The go-to-market team of the future is a system with a few people steering it

2026 · 3 min read

Almost every revenue team I see is bolting AI onto an organization that was designed for people. A tool here, an assistant there, a co-pilot in the corner. It helps a little. It also misses the point.

An AI-native go-to-market function is not the old function with AI added on top. It is the function redrawn around what the machine now does better, with people moved to the one place they still win: judgment.

Look at what go-to-market actually consists of, hour by hour. Finding the accounts worth attention. Qualifying them. Scoring them. Enriching them with context. Routing them. Prepping for the conversation. Chasing the follow-up. Almost all of it is gathering, ranking, and moving information around. That is exactly the work machines are now good at, and it is most of the job.

What is left when you take that away is smaller and more valuable. Deciding which of the surfaced things actually matters. Reading a room. Making the call when the data is ambiguous. Knowing when the model is confidently wrong. That is the human part. It does not scale, and it is not supposed to.

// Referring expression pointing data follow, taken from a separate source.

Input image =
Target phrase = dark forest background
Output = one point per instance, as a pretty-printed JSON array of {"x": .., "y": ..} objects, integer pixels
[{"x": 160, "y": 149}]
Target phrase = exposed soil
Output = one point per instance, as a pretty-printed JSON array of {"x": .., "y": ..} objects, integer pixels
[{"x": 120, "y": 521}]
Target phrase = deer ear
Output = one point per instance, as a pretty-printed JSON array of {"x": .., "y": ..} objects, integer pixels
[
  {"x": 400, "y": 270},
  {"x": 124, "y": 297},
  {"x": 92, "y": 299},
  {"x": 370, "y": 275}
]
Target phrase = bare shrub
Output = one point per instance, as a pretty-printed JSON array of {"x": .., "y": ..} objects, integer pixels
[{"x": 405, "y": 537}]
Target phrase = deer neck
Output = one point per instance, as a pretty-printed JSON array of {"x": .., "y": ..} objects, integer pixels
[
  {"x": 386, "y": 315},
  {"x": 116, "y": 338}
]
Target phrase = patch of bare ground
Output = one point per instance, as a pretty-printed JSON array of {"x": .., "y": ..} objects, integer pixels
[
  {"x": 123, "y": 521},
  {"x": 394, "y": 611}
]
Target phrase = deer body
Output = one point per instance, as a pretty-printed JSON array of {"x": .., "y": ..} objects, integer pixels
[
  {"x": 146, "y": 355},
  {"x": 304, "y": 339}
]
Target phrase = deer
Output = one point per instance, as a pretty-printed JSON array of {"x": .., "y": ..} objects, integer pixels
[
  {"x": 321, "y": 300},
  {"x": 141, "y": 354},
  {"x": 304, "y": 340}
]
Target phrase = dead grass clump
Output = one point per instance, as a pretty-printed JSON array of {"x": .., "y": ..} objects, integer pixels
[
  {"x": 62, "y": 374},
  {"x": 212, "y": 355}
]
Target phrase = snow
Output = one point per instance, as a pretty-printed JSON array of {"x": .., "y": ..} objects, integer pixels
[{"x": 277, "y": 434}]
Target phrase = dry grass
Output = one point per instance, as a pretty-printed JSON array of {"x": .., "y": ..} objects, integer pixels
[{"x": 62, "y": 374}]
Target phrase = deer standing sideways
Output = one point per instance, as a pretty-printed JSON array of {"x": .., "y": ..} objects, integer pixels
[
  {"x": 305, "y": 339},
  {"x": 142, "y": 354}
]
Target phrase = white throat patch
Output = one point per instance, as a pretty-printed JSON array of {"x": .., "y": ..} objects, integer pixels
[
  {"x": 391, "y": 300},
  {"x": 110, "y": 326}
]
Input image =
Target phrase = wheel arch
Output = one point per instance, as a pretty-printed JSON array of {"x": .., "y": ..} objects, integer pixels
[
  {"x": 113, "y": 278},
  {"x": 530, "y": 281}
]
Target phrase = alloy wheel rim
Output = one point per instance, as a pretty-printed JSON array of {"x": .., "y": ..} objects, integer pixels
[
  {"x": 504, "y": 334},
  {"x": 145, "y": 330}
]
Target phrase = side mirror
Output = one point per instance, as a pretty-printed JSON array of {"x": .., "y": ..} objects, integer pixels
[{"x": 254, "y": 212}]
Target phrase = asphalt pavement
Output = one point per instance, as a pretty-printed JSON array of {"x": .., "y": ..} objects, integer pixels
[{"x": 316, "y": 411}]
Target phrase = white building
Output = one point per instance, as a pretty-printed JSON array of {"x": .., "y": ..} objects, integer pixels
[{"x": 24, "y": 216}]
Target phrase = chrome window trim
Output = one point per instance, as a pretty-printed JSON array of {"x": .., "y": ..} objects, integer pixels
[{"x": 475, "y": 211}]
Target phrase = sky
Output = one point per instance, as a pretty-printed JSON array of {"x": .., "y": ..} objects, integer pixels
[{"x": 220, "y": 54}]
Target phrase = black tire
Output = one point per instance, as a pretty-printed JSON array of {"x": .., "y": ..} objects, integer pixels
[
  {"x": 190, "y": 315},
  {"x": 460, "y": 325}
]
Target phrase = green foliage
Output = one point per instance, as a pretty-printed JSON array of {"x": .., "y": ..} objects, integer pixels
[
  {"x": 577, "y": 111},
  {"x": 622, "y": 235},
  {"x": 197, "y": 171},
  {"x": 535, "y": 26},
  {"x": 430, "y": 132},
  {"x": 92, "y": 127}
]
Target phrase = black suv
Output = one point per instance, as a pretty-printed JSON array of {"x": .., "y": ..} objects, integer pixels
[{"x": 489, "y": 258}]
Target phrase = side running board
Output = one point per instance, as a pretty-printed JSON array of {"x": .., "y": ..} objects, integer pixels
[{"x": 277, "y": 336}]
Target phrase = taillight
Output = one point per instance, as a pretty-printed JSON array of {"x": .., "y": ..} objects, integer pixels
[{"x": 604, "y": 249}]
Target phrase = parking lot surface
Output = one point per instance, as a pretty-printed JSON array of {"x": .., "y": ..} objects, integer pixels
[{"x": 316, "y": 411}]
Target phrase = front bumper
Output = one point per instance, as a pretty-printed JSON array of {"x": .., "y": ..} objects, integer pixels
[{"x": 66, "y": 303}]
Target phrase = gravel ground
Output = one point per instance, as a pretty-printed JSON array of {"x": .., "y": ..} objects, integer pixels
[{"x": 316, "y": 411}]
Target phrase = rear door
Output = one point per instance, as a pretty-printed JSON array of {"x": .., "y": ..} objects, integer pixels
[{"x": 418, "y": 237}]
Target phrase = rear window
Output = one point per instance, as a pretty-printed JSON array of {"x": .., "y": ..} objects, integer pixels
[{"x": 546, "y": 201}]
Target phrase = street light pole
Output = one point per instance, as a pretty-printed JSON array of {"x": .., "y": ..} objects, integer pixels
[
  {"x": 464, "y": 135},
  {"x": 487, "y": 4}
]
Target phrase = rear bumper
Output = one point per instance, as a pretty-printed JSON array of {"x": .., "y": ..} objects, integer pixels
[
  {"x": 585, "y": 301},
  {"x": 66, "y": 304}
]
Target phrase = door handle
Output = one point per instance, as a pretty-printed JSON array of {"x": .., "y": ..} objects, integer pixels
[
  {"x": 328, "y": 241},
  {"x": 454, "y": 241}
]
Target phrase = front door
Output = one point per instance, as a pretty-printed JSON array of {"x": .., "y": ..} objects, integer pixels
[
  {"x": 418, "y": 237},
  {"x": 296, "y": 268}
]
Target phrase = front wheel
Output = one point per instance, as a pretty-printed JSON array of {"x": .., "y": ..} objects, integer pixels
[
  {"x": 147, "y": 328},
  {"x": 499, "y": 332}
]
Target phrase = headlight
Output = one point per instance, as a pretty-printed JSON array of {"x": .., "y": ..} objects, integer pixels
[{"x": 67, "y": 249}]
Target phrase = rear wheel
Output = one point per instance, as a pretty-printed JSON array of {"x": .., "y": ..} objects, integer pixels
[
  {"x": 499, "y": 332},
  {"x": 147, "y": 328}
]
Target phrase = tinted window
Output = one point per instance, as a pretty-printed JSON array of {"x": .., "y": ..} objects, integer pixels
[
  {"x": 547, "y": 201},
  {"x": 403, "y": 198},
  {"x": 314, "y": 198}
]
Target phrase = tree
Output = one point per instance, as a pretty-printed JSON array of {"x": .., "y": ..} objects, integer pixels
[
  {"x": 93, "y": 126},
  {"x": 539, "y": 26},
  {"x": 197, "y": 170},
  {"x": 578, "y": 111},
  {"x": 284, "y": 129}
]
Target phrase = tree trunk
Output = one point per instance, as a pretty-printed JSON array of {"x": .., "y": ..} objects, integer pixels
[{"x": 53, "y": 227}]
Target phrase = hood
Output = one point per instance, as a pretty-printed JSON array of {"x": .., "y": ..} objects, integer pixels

So the AI-native team is shaped differently. The machine does the heavy lifting continuously, in the background, on every account, not just the ones a person had time to reach. People are no longer staffed against volume. They are staffed against judgment. You need fewer of them doing the repetitive work, and you need them sharper at the decisions, because the decisions are most of what is left for them to do.

There is a condition on this, and it is the thing most teams get wrong. The machine has to show its work. A score you cannot interrogate is a score nobody acts on, and I have watched plenty of them get ignored into irrelevance. The system has to reason where a person can see it, leave a trail, and get corrected when it is wrong. Judgment stays human partly because someone has to be able to overrule the machine and have that mean something.

The people who will build this well are not the ones who have never run the function. You cannot redraw a system around its real failure points if you have never felt them. The operators who spent years inside the broken version, who know exactly where it leaks and why, are the ones who can rebuild it. The AI is finally good enough that they can.

This is the part I am most sure of. Go-to-market is not going to be a slightly more automated version of what it is now. It is going to be a system that mostly runs itself, steered by a few people who know where it breaks. The teams that get there first will not be the ones with the most AI tools. They will be the ones willing to redraw the org chart around the machine, instead of bolting the machine onto the org chart.